Para menteri luar negeri Eropa bertemu dengan Menlu Iran pada Jumat, untuk mencari jalan kembali ke jalur diplomasi atas program nuklirnya yang disengketakan meskipun AS mempertimbangkan untuk bergabung dengan serangan Israel terhadap Iran.
Para menteri dari Inggris, Prancis, dan Jerman, yang dikenal sebagai E3, ditambah kepala kebijakan luar negeri Uni Eropa berbicara kepada Menteri Luar Negeri Iran Abbas Araghchi untuk menyetujui pertemuan tersebut awal pekan ini dan telah berkoordinasi dengan Amerika Serikat.
"Iran tidak bisa duduk bersama Amerika, sedangkan kami bisa," kata seorang diplomat Eropa dilansir Reuters.
"Kami akan meminta mereka untuk kembali ke meja perundingan guna membahas masalah nuklir sebelum skenario terburuk terjadi, sambil menyampaikan kekhawatiran kami atas rudal balistiknya, dukungannya kepada Rusia, dan penahanan warga negara kami,” sambungnya.
Perundingan tersebut dijadwalkan pada Jumat sore di Jenewa, tempat kesepakatan awal antara Iran dan negara-negara besar dunia untuk mengekang program nuklirnya dengan imbalan pencabutan sanksi dicapai pada tahun 2013 sebelum kesepakatan komprehensif pada tahun 2015.
Perundingan terpisah antara Iran dan AS gagal ketika Israel melancarkan apa yang disebutnya Operasi Rising Lion terhadap fasilitas nuklir dan kemampuan balistik Iran pada tanggal 12 Juni.
BACA JUGA:
Diberitakan sebelumnya, Presiden Donald Trump akan memutuskan dalam dua minggu ke depan apakah Amerika Serikat (AS) akan terlibat dalam perang udara Israel-Iran.

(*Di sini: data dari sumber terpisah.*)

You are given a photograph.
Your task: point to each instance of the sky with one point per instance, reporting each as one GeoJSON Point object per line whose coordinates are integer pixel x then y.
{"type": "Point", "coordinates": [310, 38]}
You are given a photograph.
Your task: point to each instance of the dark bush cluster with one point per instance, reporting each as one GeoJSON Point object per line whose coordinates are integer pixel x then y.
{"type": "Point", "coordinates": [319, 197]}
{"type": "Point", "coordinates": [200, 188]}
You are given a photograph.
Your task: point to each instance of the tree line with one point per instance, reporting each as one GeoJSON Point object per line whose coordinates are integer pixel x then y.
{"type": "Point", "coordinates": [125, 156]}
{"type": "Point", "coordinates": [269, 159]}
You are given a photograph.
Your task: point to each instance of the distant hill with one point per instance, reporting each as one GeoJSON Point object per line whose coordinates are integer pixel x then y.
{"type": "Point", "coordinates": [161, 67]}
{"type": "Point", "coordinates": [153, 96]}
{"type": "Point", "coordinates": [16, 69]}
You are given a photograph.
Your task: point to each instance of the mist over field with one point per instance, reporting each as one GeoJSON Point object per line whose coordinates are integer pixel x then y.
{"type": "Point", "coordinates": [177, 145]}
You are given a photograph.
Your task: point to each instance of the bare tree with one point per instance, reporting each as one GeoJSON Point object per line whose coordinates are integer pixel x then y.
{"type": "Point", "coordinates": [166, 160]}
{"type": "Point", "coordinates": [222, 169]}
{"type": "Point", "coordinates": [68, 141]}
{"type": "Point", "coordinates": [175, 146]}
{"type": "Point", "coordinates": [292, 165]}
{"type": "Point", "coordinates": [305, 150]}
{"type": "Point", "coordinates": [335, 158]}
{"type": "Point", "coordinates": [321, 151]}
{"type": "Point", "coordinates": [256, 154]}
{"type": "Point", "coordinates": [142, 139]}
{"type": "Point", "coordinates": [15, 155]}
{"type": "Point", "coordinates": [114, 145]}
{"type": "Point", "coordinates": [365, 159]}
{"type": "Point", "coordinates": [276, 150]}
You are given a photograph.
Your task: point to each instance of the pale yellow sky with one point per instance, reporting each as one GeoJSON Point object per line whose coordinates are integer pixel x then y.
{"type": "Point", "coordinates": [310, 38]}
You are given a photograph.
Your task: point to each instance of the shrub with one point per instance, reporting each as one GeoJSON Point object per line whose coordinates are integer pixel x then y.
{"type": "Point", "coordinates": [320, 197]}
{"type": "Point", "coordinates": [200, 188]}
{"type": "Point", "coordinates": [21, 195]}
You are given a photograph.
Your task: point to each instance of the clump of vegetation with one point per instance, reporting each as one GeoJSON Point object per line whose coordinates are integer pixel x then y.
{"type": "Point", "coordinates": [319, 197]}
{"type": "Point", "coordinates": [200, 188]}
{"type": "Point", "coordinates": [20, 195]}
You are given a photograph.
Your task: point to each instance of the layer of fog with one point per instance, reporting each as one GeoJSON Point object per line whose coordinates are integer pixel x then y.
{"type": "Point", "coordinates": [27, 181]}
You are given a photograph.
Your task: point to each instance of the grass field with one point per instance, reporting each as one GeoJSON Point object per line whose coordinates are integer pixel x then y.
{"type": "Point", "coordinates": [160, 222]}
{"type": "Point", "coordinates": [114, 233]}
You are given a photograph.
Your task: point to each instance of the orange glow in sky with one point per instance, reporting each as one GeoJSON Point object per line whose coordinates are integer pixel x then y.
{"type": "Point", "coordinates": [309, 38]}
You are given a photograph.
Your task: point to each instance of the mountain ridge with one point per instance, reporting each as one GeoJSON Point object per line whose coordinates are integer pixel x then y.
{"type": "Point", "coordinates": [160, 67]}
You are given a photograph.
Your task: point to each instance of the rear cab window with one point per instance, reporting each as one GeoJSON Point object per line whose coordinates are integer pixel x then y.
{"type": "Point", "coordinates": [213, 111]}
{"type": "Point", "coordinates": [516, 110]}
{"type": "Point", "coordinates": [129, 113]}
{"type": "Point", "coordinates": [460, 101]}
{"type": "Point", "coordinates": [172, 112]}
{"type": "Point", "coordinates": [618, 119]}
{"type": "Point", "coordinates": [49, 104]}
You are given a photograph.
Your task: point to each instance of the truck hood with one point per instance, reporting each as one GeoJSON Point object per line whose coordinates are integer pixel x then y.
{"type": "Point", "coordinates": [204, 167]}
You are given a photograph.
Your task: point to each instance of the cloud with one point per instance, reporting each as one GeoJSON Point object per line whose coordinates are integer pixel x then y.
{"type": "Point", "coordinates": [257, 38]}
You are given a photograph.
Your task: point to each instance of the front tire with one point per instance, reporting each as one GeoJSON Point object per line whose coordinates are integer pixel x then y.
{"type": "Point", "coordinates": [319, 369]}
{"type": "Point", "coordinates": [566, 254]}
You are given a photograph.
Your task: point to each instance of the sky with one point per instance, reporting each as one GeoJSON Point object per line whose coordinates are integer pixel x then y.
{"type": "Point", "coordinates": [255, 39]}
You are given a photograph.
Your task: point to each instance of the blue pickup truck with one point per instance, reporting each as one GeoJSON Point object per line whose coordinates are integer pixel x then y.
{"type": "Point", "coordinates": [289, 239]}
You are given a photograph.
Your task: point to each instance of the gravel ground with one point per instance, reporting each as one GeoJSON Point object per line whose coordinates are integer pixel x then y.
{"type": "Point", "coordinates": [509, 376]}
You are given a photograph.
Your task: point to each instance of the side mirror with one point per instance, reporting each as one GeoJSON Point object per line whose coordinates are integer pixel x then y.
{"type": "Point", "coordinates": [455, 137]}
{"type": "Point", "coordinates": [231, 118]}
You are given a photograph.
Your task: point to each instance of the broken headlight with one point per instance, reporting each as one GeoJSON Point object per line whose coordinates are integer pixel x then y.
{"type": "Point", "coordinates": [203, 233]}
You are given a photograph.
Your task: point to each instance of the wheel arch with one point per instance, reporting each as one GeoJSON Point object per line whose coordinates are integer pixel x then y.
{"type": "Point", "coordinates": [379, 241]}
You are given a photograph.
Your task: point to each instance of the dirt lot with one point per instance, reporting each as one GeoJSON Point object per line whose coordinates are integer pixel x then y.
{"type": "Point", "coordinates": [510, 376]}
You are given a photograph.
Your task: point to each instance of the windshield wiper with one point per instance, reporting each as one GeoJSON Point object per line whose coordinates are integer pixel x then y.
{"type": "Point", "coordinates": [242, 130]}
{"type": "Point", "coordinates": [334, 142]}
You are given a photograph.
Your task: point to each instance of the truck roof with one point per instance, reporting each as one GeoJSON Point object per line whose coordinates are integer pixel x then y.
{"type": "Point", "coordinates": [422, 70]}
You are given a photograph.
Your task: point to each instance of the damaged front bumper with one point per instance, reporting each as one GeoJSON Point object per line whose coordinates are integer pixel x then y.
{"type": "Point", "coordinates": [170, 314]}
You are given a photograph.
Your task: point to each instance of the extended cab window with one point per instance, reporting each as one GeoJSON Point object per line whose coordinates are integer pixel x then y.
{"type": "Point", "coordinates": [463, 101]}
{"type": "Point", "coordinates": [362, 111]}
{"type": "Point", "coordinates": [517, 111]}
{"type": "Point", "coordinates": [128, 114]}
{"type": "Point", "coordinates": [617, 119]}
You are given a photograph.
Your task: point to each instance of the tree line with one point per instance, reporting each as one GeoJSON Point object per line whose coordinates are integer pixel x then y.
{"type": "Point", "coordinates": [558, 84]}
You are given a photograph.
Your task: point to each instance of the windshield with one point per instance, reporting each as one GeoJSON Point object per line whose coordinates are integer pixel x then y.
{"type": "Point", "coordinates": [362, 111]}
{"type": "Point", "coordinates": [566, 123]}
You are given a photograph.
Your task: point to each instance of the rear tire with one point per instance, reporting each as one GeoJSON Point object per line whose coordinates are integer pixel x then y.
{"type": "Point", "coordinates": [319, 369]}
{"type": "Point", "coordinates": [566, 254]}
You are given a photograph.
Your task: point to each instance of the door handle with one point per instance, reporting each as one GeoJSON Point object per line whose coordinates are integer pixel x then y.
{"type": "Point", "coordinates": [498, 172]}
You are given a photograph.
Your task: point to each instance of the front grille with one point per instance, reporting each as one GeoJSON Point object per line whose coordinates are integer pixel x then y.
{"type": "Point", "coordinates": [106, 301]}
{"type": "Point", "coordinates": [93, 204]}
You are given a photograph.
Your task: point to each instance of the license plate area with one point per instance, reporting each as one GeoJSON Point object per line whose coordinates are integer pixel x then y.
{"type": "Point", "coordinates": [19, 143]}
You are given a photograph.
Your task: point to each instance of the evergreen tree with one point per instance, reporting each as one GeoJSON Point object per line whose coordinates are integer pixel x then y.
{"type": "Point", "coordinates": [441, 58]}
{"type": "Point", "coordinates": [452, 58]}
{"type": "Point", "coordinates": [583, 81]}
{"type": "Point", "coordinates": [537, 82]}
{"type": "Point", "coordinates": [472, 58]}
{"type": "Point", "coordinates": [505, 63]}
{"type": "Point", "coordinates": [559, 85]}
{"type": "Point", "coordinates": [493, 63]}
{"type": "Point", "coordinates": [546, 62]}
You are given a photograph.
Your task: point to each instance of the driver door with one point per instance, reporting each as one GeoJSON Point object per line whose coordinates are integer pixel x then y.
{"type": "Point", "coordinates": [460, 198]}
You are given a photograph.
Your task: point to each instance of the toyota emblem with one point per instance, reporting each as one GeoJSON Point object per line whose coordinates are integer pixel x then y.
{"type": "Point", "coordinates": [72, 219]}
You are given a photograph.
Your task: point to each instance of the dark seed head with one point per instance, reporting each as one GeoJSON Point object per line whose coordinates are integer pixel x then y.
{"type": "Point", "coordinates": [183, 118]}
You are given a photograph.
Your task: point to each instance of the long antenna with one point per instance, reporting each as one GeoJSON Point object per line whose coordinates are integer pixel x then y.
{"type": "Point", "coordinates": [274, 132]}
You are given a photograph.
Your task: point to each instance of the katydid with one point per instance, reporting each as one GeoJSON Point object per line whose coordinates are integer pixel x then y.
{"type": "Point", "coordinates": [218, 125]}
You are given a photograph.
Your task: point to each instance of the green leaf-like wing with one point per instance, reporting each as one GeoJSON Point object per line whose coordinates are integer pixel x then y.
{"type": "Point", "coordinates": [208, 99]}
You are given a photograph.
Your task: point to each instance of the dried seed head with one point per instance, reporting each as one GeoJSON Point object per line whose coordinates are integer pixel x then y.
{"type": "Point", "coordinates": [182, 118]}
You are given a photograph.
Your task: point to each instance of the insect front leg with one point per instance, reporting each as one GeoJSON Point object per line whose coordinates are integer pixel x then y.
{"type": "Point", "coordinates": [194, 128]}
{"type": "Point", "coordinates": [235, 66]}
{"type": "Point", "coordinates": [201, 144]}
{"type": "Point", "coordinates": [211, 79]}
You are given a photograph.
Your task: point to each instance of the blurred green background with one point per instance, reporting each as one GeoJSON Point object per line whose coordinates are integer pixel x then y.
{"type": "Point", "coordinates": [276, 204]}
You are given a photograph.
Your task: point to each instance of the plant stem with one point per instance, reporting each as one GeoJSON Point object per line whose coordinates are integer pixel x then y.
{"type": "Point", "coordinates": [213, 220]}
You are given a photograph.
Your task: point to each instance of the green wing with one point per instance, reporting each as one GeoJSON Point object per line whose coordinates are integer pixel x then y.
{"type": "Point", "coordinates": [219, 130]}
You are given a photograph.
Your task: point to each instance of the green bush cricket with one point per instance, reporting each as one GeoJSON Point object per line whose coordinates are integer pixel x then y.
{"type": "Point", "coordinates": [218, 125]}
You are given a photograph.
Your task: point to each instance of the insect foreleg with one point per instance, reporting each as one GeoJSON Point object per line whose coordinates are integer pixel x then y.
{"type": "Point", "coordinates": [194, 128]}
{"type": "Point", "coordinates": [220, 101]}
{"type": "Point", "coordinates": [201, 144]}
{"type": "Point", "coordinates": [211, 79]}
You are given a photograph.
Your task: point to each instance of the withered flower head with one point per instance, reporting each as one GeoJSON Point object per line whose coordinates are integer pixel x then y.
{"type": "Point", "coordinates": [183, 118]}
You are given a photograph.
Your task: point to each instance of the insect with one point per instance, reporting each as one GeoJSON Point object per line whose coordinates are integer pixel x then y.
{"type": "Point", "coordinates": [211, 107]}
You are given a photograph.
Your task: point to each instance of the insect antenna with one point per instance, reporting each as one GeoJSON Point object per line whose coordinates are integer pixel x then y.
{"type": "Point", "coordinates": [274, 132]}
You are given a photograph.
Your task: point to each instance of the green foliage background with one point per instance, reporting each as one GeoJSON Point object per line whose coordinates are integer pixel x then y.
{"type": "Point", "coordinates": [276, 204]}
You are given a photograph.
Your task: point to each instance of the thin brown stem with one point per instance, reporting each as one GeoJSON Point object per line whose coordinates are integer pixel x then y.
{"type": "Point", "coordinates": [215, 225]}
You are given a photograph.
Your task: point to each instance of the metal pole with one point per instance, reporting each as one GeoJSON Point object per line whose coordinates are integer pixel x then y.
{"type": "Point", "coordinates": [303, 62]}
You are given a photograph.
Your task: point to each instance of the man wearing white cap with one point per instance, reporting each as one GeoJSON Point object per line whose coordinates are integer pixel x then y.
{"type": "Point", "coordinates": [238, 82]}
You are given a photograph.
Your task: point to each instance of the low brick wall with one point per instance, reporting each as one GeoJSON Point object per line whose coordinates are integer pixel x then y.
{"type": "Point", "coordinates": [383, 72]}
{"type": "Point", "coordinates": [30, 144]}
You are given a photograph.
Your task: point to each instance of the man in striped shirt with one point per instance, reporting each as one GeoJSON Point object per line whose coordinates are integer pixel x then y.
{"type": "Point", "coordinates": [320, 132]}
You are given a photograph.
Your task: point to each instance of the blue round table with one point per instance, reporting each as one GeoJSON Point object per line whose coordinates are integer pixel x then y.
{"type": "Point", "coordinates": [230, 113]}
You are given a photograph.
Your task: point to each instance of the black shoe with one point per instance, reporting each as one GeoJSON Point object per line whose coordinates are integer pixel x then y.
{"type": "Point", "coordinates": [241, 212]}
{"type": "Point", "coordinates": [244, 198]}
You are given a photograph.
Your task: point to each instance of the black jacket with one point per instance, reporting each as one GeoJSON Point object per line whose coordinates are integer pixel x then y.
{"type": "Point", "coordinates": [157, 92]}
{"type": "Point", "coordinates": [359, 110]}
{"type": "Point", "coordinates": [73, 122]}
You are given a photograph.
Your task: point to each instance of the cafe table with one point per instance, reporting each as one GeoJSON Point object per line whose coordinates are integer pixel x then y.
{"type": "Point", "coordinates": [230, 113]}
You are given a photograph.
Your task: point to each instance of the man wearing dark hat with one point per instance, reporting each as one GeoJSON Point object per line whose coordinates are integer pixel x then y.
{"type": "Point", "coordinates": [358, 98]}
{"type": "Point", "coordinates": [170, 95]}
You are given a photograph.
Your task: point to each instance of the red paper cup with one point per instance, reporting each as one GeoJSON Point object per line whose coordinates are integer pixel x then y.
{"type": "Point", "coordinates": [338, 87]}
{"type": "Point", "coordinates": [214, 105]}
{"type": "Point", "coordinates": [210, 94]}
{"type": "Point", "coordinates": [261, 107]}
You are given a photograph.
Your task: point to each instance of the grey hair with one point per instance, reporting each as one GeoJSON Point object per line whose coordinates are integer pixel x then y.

"Berdasarkan fakta bahwa ada kemungkinan besar negosiasi yang mungkin atau mungkin tidak terjadi dengan Iran dalam waktu dekat, saya akan membuat keputusan apakah akan pergi dalam dua minggu ke depan atau tidak,” ujar Sekretaris Pers Gedung Putih Karoline Leavitt dilansir Reuters, Jumat, 20 Juni.
Leavitt mengatakan dalam pengarahan rutin di Gedung Putih, Trump tertarik untuk mengupayakan solusi diplomatik dengan Iran, tetapi prioritas utamanya adalah memastikan Iran tidak dapat memperoleh senjata nuklir.
Dia mengatakan kesepakatan apa pun harus melarang pengayaan uranium oleh Teheran dan menghilangkan kemampuan Iran untuk memperoleh senjata nuklir.
"Presiden selalu tertarik pada solusi diplomatik, jika ada peluang untuk diplomasi, presiden akan selalu memanfaatkannya," kata Leavitt.
"Tetapi dia juga tidak takut untuk menggunakan kekuatan,” imbuhnya.
Posisi Trump membuat dunia bertanya-tanya tentang rencananya, beralih dari mengusulkan solusi diplomatik yang cepat menjadi menyarankan AS mungkin bergabung dalam pertempuran di pihak Israel.